Who among us believes they are drowning in multimedia content, with way more stuff to watch than they could ever possibly manage without breaking the space/time continuum? You do, I do, we all do. To make matters worse, along comes the Sydney film festival with, as usual, a prodigious array of cinematic delights – and we wouldn’t have it any other way. Here are 10 things to see and do at this year’s festival.
1. She Who Must Be Loved
Director: Erica Glynn / Country: Australia
I was fortunate enough to be in the audience last year at the world premiere in Adelaide of She Who Must Be Loved, director Erica Glynn’s affecting documentary about her mother Freda, a highly influential figure in the Australian media landscape. It was a wonderful experience: the film was excellent and the energy in the room warm and inviting, thanks in no small measure to the presence of Freda herself. She and Erica will be guests of the Sydney film festival too.
2. The Dead Don’t Die
Director: Jim Jarmusch / Country: USA
The name of director Jim Jarmusch alone is a drawcard. Add “Bill Murray, Chloë Sevigny and Adam Driver” and “zombie movie” and you have a film that, one hopes, approaches genre tropes in a distinctively offbeat, grungy, Jarmuschian way – like the director’s sumptuously styled 2013 vampire film, Only Lovers Left Alive.
3. Agnès Varda retrospective
Agnès Varda is one of the two greatest directors of the French New Wave (the other being Jean-Luc Godard). The legendary film-maker, whose career began in the 1950s, passed away in March this year, aged 90, working right up to the end. Her final film – the autobiographical Varda by Agnès – is on the SFF program, as is a retrospective of her work. If you’re new to Varda and looking for somewhere to start, maybe go with Cléo From 5 to 7 – a masterpiece every bit as fresh and spunky as it would have been when first screened in 1962.

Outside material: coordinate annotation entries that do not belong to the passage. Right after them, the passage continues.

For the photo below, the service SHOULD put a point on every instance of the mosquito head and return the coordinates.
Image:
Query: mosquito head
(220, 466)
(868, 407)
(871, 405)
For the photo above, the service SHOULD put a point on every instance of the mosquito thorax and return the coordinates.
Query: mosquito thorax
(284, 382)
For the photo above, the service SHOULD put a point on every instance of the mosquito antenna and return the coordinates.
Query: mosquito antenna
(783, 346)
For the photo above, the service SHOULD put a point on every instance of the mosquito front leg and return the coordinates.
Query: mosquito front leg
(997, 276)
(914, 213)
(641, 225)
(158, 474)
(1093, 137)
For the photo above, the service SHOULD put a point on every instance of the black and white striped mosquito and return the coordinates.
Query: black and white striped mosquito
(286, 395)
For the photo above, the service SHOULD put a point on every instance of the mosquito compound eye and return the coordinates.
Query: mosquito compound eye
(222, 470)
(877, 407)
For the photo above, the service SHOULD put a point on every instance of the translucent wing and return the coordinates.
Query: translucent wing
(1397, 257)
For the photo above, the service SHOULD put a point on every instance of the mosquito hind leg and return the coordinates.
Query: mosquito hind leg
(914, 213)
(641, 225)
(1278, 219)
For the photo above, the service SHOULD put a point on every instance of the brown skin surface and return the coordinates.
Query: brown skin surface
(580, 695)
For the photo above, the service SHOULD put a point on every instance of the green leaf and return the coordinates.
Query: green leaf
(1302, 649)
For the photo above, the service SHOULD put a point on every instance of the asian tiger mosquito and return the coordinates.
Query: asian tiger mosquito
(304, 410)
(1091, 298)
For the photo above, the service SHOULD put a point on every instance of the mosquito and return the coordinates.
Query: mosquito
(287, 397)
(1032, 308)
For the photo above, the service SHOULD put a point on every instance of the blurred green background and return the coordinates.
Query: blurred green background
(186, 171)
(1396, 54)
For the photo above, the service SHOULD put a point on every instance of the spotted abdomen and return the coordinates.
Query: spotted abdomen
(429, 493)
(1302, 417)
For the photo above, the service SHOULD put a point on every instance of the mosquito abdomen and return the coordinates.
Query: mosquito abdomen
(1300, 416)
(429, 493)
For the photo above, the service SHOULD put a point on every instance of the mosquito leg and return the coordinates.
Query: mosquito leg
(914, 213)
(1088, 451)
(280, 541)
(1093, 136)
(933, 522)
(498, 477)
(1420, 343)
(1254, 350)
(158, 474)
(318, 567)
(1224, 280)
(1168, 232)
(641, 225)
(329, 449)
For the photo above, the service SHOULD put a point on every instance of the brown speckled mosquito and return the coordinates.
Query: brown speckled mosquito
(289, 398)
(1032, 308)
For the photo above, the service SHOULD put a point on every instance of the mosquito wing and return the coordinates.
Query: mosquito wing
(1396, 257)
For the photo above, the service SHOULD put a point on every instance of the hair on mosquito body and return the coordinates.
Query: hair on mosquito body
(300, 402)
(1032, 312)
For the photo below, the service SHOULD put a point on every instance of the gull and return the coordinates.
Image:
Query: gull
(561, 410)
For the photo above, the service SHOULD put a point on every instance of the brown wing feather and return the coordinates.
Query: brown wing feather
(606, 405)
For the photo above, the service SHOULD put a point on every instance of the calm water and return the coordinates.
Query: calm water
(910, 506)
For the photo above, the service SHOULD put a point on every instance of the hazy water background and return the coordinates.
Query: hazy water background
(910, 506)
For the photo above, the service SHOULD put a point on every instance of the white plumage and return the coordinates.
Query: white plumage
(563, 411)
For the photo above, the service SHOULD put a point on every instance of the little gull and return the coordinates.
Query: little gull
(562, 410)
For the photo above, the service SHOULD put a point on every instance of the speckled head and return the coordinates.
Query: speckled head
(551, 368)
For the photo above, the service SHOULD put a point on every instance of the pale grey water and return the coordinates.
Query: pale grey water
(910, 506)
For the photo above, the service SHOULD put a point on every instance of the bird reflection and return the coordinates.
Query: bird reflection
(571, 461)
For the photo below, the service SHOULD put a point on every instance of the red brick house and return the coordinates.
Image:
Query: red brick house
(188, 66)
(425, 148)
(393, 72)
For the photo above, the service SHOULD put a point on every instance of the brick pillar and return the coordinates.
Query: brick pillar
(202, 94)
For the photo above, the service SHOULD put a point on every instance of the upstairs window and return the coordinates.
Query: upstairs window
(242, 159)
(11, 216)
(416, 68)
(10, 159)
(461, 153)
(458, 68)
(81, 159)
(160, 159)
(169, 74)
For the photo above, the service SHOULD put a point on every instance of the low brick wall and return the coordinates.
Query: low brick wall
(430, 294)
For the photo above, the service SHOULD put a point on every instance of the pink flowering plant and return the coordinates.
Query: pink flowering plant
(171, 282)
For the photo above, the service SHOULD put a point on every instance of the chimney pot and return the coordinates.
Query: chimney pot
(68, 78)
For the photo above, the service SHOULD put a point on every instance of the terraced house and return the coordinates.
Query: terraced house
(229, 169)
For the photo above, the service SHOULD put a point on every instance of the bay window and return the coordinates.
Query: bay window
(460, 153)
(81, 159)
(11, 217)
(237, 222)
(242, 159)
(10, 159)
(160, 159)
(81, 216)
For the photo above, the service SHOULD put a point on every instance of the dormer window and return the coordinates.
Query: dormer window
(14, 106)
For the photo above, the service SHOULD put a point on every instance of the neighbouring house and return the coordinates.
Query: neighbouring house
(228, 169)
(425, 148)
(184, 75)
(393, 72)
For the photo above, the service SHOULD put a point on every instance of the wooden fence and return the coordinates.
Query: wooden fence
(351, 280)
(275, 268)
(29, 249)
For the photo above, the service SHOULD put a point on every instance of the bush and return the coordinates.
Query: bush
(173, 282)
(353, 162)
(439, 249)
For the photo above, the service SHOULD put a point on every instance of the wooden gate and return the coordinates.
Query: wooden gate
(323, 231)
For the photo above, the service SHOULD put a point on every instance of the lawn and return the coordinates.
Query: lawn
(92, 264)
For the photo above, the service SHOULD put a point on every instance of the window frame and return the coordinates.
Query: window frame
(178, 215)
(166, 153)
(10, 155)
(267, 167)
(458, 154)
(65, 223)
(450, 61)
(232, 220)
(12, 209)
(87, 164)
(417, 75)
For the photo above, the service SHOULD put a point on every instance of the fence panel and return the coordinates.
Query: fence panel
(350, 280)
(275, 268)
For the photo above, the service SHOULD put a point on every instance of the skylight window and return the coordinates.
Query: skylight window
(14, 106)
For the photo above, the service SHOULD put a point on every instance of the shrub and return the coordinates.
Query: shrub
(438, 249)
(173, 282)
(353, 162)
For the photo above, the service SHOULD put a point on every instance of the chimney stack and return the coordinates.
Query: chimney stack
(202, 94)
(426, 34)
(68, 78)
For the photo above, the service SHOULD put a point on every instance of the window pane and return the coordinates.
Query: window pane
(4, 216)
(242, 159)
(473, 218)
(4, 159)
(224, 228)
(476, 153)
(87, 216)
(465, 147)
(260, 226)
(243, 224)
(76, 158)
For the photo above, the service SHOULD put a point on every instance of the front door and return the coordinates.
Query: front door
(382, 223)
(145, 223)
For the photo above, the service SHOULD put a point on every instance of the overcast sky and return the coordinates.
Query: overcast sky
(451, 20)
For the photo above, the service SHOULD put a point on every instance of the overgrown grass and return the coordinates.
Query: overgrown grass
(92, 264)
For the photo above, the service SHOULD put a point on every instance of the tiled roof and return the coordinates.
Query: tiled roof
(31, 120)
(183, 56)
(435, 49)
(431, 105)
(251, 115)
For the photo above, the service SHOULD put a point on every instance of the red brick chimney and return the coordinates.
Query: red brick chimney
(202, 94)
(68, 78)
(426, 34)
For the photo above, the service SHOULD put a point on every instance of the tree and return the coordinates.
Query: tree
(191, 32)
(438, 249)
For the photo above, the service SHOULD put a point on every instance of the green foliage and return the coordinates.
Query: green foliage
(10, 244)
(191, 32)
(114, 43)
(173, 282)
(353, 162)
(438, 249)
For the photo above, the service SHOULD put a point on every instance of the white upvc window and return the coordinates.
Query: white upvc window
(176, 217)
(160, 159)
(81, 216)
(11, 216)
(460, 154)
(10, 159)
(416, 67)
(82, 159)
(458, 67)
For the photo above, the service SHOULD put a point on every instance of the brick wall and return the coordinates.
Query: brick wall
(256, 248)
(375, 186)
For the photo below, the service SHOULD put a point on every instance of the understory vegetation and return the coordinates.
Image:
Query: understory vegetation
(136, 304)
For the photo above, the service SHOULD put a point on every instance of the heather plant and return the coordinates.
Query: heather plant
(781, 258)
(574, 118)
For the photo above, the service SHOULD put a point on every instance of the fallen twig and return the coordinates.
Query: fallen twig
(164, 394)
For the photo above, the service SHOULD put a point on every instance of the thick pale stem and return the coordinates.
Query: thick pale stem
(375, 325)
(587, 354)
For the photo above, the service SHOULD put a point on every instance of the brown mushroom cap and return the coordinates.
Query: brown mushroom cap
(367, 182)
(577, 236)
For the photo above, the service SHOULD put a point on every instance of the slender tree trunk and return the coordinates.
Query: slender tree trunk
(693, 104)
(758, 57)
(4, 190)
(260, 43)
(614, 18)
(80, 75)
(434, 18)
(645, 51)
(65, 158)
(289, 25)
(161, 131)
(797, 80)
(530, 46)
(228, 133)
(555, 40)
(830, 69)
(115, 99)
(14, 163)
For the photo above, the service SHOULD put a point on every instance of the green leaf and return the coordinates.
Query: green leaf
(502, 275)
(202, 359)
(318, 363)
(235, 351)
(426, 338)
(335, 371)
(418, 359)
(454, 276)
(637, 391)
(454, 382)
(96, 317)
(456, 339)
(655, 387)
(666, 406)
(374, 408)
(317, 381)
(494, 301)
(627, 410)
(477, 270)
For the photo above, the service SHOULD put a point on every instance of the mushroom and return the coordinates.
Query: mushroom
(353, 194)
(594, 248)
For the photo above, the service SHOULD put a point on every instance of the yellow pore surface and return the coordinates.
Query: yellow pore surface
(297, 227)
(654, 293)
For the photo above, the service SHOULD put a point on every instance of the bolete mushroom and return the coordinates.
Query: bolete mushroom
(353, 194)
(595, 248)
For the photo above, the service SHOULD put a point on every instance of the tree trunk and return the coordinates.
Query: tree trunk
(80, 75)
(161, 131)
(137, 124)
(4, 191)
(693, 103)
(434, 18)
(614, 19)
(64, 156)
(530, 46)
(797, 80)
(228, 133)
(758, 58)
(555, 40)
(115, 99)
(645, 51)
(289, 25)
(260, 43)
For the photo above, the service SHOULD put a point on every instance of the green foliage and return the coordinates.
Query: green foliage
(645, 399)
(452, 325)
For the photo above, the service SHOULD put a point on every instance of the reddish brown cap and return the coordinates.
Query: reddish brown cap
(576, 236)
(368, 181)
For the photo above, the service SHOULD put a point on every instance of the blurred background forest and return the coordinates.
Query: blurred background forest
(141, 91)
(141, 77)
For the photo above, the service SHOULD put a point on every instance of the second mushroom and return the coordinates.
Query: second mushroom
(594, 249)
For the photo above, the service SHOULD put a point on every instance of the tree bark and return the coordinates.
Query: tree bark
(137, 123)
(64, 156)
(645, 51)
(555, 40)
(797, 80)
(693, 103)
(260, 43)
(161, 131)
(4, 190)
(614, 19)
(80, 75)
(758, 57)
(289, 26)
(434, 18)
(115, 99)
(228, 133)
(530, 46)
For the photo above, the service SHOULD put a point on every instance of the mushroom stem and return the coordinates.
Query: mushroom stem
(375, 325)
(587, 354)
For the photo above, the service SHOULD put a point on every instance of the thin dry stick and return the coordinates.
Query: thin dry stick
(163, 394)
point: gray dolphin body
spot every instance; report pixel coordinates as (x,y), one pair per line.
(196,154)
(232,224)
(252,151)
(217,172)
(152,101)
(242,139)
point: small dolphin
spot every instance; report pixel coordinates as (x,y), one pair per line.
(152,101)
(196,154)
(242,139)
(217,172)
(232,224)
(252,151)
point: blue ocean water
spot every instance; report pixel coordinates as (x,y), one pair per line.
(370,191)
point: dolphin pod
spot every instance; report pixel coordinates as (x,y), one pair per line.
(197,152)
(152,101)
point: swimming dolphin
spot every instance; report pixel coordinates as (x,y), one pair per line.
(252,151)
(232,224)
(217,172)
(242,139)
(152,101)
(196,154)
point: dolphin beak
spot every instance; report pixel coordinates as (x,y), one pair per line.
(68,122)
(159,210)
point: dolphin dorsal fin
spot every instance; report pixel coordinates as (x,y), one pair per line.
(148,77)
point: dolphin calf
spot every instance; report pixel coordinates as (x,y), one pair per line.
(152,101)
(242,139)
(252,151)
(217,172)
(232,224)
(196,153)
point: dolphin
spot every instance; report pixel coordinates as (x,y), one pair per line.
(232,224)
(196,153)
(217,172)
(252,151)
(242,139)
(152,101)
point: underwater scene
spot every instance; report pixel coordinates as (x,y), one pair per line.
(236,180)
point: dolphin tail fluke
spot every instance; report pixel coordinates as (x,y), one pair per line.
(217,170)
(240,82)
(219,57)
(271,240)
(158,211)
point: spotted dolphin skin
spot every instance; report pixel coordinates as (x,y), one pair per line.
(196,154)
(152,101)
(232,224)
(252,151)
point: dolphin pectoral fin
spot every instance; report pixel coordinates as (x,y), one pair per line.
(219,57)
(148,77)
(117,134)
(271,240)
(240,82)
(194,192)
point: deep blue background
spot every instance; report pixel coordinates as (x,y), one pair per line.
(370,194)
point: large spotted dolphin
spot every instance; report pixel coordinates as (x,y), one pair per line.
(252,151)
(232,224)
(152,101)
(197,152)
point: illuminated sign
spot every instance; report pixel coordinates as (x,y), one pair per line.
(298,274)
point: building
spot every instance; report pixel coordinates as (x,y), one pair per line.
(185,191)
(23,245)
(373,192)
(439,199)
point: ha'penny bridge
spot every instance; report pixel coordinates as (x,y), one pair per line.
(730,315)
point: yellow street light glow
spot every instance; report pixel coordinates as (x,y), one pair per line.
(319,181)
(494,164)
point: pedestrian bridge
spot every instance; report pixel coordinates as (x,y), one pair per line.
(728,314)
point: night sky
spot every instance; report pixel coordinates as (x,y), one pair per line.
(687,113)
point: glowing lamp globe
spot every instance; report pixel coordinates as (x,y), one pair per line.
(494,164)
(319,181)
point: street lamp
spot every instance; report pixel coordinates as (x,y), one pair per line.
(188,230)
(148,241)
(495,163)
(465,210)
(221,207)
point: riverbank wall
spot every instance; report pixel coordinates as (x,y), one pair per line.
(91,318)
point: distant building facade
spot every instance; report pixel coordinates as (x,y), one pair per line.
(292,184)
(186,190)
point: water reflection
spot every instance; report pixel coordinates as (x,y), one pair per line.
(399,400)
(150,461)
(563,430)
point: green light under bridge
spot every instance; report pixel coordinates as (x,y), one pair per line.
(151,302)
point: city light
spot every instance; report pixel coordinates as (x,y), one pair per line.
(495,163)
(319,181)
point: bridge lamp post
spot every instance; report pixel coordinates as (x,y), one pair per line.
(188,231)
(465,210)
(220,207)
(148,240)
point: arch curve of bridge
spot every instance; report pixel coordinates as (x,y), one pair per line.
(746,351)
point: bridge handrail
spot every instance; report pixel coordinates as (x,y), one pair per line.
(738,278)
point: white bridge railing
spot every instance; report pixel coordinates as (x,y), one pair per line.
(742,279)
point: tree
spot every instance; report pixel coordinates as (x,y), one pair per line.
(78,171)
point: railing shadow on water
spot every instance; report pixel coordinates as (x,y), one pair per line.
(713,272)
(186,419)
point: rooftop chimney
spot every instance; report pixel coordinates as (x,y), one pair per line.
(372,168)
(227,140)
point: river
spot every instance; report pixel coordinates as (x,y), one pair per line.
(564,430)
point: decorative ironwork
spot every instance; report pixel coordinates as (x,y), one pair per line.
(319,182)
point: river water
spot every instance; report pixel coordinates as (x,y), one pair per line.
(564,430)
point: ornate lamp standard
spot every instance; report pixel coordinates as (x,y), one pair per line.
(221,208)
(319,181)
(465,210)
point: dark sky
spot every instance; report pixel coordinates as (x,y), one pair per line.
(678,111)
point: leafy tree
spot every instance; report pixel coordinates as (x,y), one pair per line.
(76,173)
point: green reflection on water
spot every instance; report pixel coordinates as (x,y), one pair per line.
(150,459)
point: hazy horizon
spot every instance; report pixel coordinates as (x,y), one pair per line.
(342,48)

4. Gorge on music documentaries
This year there’s a veritable surfeit of docos about legendary musicians. Concert movies include the highly anticipated Amazing Grace, featuring never-before-seen footage from a 1972 Aretha Franklin concert, and Rolling Thunder Revue: A Bob Dylan Story by Martin Scorsese, which charts Dylan’s 1975 tour – with new interviews from the media-shy troubadour. Films in the bio-doc mould include Mystify: Michael Hutchence and Miles Davis: Birth of the Cool.
5. Judy and Punch
Director: Mirrah Foulkes / Country: Australia
Mia Wasikowska and Damon Herriman (who plays Charles Manson in Quentin Tarantino’s next movie, Once Upon a Time in Hollywood) star in this live-action reworking of the old British puppet show. Helmed by Australian actor-cum-writer/director Mirrah Foulkes, Judy and Punch is one of 12 titles in competition for the Sydney film prize. Also in competition is another local film, Hearts and Bones, featuring national treasure Hugo Weaving as a war photographer with a habit of embarking on dangerous overseas assignments.
6. Parasite
Director: Bong Joon-ho / Country: South Korea
New films from the great South Korean director Bong Joon-ho are always exciting . Recently moving from post-apocalyptic sci-fi (Snowpiercer) to wacky environmentalism (Okja), his new film Parasite sounds more modest: a thriller about a working-class family who become obsessed with another family. It will compete for the Palme d’Or at this month’s Cannes film festival.
7. Attend a talk with RJ Mitte about authenticity in film
Anyone who has watched the great television crime opus Breaking Bad(which should be mandatory viewing) knows RJ Mitte as Walter White Jr. The actor, who has cerebral palsy, will discuss the importance of authenticity in film with relation to screen portrayals of people who have disabilities. His new film is also on the program: an Australian romcom called Standing Up for Sunny.
8. The Final Quarter
Director: Ian Darling / Country: Australia
Legendary footballer Adam Goodes was a high-profile victim of racism, belonging to a league with – to put it generously – a patchy record when it comes to addressing such matters. The Final Quarter pledges to revisit key moments in Goodes’ final sporting years. It was constructed entirely using archival footage, suggesting an essay-like style in the mould of Senna or Amy.
9. Ladyworld
Director: Amanda Kramer / Country: US
Dubbed as a feminist reworking of Lord of the Flies, the directorial debut of Amanda Kramer is a low-budget thriller set in a house after an earthquake. It is described in the Sydney film festival program as “aesthetically very ‘now’”. But what does that even mean? When I read the words “aesthetically very now” I think, unfortunately, of Jared Leto holding his own head.
10. Anthropocene: the Human Epoch
Directors: Jennifer Baichwal, Nicholas de Pencier, Edward Burtynsky / Country: Canada
There has never been a more important time to reconsider the impact human beings have on Earth. Working from the horrifying vantage point that the planet is in the middle of a sixth great extinction, co-directors Jennifer Baichwal, Nicholas de Pencier and Edward Burtynsky travel the world to examine the devastating effect the human race has on the natural environment.